Texas Vacation: Day 8 – Riverwalk
I’m sitting above the Riverwalk in San Antonio, sipping a Frappucino, watching a small flock of pigeons gathering at my wife’s feet and staring up at her muffin. These are Texas pigeons, which means they’re about two times the size of normal pigeons, and that they’re staunch supporters of George W Bush.
Actually, the easy generalizations don’t apply down here; they never do, but in this case they seem to apply even less than usual. There is a President George Bush Turnpike that I’ve been forced to drive down on several occasions, as well as large pro-life billboards littering the route down from Dallas to San Antonio, and stuff like that — but none of the in-your-face, bright red conservatism I was expecting to encounter.
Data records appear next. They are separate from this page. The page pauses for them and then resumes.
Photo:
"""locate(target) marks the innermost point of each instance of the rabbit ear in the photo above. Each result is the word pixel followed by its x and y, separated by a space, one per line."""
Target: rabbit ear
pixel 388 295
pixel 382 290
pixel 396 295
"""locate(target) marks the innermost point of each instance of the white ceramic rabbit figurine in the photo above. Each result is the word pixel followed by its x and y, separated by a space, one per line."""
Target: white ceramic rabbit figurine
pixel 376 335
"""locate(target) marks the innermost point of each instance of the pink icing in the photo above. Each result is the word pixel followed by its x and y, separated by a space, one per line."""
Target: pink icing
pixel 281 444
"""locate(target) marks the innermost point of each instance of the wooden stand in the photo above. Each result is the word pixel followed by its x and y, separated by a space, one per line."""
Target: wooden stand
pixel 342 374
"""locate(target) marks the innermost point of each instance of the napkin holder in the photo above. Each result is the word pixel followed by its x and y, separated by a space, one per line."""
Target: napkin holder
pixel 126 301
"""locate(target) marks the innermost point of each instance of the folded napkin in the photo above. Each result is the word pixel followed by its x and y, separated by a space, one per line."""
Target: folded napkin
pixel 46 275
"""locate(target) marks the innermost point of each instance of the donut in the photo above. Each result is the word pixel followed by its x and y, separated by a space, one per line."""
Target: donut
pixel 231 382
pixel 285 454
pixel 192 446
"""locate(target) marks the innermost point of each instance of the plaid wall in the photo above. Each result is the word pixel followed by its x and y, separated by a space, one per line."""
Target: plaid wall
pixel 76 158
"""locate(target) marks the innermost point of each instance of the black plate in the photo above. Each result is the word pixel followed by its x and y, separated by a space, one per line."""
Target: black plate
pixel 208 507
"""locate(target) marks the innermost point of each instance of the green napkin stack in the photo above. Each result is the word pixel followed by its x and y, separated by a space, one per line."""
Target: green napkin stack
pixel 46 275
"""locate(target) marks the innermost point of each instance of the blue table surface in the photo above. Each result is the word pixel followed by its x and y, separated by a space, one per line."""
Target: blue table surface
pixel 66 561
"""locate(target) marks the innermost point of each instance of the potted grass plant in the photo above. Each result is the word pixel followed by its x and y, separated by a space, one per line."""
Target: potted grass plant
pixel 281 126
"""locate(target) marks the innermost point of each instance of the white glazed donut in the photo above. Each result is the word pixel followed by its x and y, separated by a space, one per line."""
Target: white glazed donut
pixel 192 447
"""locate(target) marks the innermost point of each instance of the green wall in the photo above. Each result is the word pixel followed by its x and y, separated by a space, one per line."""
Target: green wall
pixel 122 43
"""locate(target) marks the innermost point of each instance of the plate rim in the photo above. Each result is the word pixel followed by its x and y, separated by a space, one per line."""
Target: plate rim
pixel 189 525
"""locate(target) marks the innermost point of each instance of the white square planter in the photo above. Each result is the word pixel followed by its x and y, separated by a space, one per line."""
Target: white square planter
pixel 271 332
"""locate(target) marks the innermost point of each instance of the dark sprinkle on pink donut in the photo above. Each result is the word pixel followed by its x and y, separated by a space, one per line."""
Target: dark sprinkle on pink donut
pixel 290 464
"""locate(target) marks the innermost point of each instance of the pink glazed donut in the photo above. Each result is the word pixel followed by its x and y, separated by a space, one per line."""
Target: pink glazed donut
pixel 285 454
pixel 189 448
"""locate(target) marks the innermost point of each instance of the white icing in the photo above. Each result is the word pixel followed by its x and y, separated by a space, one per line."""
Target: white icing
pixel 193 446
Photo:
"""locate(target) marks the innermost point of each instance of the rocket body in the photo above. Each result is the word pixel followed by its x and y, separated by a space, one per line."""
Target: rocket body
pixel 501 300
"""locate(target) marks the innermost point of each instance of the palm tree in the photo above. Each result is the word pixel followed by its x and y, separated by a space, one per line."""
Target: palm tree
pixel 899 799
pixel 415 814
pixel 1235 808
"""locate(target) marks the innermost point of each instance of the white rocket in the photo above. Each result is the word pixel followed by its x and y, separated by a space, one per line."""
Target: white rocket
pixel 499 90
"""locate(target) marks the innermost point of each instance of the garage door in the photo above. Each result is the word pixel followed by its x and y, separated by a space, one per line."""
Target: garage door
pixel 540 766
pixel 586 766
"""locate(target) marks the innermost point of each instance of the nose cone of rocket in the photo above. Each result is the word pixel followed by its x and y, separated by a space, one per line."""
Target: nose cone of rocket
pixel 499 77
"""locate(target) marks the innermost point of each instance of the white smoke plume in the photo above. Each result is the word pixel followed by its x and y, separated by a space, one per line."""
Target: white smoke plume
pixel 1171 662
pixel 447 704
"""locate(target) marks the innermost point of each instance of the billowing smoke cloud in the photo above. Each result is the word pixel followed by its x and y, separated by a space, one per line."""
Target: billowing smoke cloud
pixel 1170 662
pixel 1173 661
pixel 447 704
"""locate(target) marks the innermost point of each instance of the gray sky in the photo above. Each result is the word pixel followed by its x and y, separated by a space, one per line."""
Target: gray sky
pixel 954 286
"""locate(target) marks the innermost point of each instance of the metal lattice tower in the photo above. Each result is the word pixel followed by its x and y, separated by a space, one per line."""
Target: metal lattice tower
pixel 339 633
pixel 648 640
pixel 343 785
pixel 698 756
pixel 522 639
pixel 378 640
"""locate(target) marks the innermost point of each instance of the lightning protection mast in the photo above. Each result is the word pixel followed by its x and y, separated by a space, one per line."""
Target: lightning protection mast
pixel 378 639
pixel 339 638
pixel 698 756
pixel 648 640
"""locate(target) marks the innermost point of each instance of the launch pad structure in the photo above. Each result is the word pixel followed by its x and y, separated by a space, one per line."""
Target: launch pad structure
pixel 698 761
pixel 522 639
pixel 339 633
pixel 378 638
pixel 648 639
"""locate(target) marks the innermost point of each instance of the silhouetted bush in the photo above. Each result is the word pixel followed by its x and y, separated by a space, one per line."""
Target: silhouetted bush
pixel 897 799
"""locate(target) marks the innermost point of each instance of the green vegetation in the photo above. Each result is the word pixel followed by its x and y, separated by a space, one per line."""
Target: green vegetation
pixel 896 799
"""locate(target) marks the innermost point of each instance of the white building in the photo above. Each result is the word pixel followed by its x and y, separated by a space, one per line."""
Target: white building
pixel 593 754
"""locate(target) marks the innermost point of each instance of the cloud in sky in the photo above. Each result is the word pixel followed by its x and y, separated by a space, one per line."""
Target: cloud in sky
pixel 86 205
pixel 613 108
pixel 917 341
In fact, if there is any lesson to be drawn from a vacation that has consisted chiefly of lounging, chatting, eating, and laughing, it’s this: politics are a blight on the soul, and have nothing important to contribute to your life. I used to think that politics were your innermost beliefs made manifest, but I was wrong. They’re informed by your beliefs, but they don’t really represent them, at least not for long; they’re too tainted by cynicism and corruption and the ambient shrillness of the chatterati to represent much of anything at all. What they can do, however, is serve as a kind of malign feedback mechanism that soils your actual opinions with dogmatism and bile. There’s no agreeing to disagree in this charged climate; you stake a position and cling to it as if your life depended on it, swatting down rational discussions and reasoned counter-arguments like some sort of ideological king kong, clutching the Faye Wray of your true beliefs in …
Ug. Ok. That’s enough of that. The point is, no political discussions have occurred during this past week, and I barely got worked up about any of W’s latest outrages. Which was nice.